Bugünlerde ölüm haberleri peş peşe geliyor. Hasan Karakaya abinin ölümünden sonra üç ölüm haberi daha geldi. Bunlardan bir edebiyatçı Yiğit Okur’du! Esas mesleği avukatlık olan ve 40 yıl bu mesleği icra eden Okur 60’ından sonra şiir ve roman yazmaya başlamıştı.
Hulki Bey ve Arkadaşları, O Zaman Kim Söyleyecek Şarkıları, Deniz Taşları, Büyücü gibi 13 kitabı vardı. Türk edebiyatının saygın isimlerinden biri olan Okur 60 yaşından sonra niye edebiyata sarıldınız sorusuna “Yitirdiğim zamanı telafi etmeye çalışıyorum” diye cevap vermişti. İyi roman okumak için Okur iyi bir adresti. Mekanı cennet olsun.
Türk siyasi tarihine damga vuran isimlerden Ekrem Pakdemirli de yeni yılda hayata gözlerini yumdu. Anavatan Partisi’nin 1983’de iktidara gelmesiyle ivme kazanan ve öne çıkan Pakdemirli, Süleyman Demirel için söylediği “Çankaya’nın şişmanı” sözünün mimarıydı. Demirel’e hayli öfkeli olan Ekrem Pakdemirli’nin bir de meşhur bir anısı vardır. 1990’larda televizyonlarda bu hikayeyi sıklıkla anlatırdı. Kabaca şöyleydi: Demirel 1991 seçimleri kampanyası sırasında Akhisar’a gelir. “Bana oy verin, ilk 29 Ekim’de sizi il yapayım” der.
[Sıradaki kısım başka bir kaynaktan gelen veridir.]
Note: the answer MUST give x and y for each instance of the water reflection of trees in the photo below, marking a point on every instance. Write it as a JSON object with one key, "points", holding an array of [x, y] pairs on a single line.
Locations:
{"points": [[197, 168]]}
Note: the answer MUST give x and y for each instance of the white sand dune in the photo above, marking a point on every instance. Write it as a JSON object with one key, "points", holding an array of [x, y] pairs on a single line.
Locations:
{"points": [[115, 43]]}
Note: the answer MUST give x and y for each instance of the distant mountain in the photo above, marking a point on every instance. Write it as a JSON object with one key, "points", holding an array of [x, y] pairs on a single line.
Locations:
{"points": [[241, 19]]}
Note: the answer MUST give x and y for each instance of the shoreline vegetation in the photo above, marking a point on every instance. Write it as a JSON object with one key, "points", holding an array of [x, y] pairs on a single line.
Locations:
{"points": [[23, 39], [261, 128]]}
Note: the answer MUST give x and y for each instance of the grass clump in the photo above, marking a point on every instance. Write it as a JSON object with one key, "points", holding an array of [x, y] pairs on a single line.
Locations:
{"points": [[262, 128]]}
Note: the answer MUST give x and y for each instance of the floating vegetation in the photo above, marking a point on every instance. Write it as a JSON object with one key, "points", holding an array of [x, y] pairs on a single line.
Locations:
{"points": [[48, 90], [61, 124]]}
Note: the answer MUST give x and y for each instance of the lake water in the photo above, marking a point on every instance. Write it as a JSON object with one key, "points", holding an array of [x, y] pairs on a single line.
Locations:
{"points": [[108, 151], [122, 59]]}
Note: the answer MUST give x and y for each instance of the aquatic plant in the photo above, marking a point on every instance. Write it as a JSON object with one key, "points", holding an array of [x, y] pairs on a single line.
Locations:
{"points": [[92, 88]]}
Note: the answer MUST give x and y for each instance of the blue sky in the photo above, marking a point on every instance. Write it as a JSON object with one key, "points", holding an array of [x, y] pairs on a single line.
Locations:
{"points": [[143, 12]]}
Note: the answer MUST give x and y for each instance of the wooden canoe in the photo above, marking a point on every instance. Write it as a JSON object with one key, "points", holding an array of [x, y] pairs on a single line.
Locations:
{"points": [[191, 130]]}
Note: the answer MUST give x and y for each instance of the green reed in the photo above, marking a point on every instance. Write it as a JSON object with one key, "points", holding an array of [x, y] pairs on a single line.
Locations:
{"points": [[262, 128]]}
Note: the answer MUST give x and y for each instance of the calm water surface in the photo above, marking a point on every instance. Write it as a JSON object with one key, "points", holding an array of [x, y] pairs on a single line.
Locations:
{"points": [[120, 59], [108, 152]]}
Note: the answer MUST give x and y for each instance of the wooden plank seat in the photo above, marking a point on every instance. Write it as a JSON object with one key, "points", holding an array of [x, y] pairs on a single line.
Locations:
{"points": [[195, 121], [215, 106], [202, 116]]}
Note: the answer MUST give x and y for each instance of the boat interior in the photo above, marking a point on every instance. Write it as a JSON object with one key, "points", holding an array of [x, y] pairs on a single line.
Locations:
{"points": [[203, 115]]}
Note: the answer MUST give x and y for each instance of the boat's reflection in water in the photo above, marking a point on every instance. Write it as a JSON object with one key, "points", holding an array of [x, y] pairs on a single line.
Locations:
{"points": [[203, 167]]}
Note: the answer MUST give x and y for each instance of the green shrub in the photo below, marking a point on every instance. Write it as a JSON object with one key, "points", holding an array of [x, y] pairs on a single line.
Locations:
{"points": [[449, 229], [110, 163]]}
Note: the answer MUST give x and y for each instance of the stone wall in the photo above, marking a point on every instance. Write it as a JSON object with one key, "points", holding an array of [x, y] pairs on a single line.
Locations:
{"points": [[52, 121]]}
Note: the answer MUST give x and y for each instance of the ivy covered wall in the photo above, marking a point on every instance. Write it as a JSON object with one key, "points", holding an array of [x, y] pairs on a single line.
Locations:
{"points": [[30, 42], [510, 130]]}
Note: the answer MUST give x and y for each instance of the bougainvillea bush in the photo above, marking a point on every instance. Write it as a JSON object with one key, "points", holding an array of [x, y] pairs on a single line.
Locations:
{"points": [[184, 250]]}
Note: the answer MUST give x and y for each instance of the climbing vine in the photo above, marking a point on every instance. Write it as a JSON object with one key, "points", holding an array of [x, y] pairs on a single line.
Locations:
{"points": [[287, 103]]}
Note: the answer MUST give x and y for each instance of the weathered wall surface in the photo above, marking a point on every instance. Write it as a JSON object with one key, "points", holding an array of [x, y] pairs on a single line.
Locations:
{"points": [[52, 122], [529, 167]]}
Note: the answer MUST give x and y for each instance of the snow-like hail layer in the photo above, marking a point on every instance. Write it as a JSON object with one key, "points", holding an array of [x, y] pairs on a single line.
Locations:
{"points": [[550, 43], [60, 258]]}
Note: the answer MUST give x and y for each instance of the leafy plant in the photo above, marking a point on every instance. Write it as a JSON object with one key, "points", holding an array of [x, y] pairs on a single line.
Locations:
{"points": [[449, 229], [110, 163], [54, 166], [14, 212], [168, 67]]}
Akhisarlılar yüksek oranda DYP’ye oy verirler. Seçimler 20 Ekim 1991’de yapılmıştır. Hükümet 20 Kasım’da kurulur. Bir sonraki yıl Akhisarlılar toplanır ve Demirel’e giderler. “Efendim bize oy verin, sizi ilk 29 Ekim’de il yapalım” demiştiniz. Size oy verdik bekliyoruz. Demirel bunun üzerine, “Ben size 29 Ekim dedim ama hangi yıl olduğunu söylemedim.”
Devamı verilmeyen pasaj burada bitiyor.